In 2000 Stagecoach finally admitted defeat with their Leyland Tigers. Whereas the maintenance on the older Leopard was becoming more frequent, the jobs took much less time to complete than on the Tiger due to complete inaccessibility of many components. The Tiger always had two very unlovable (by most) features: the Leyland TL11 engine was well known for blowing head gaskets and warping cylinder heads in addition to the Leyland Hydracyclic gearbox which wasn't up for working any more than 100,000 miles.
To complement Strathtay's fleet of one Alexander TC Tiger (415VYA was the only new Tiger bought by the company in 1987) they also inherited Alexander TE Tigers and a handful of Tigers from Glasgow. Strathtay also purchased in its entirety the fleet of D-XRS and E-BRS Tigers from Northern and two of the D-FAS batch from Fife.

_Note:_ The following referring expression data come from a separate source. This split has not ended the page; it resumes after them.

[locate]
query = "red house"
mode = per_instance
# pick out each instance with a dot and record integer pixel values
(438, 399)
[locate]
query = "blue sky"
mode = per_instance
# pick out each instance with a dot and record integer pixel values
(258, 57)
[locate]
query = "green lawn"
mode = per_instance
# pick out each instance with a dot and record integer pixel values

This was complimented by a rather nice arrival of 435 (365DXU) which was a big Tiger 260 coach from the south. Slightly later, a group transfer brought vehicle 404 (128NNU) to Dundee. This rare beast had been fitted with a Volvo engine. It did not seem a hit with the drivers and eventually caught fire on a Megabus run somewhere near its 25th birthday.
These vehicles survived a long hard life at Strathtay all moving into Stagecoach ownership, E640BRS being the last one to operate in the fleet having passed to Meffans of Kirriemuir, a sister company.
From the point of view of Stagecoach, all these vehicles they thought they would never be seeing again were back having taken over Strathtay but their days were certainly numbered.
E640BRS lives on at the Angus Transport Group in Montrose, D277FAS (now XNR453) is rumoured to live on near Glasgow and, far away, the good chaps in Chesterfield have restored D278FAS to its former glory. Affectionately known as "Tony Leyland", 415VYA now lives with the Glasgow Vintage Vehicle Trust.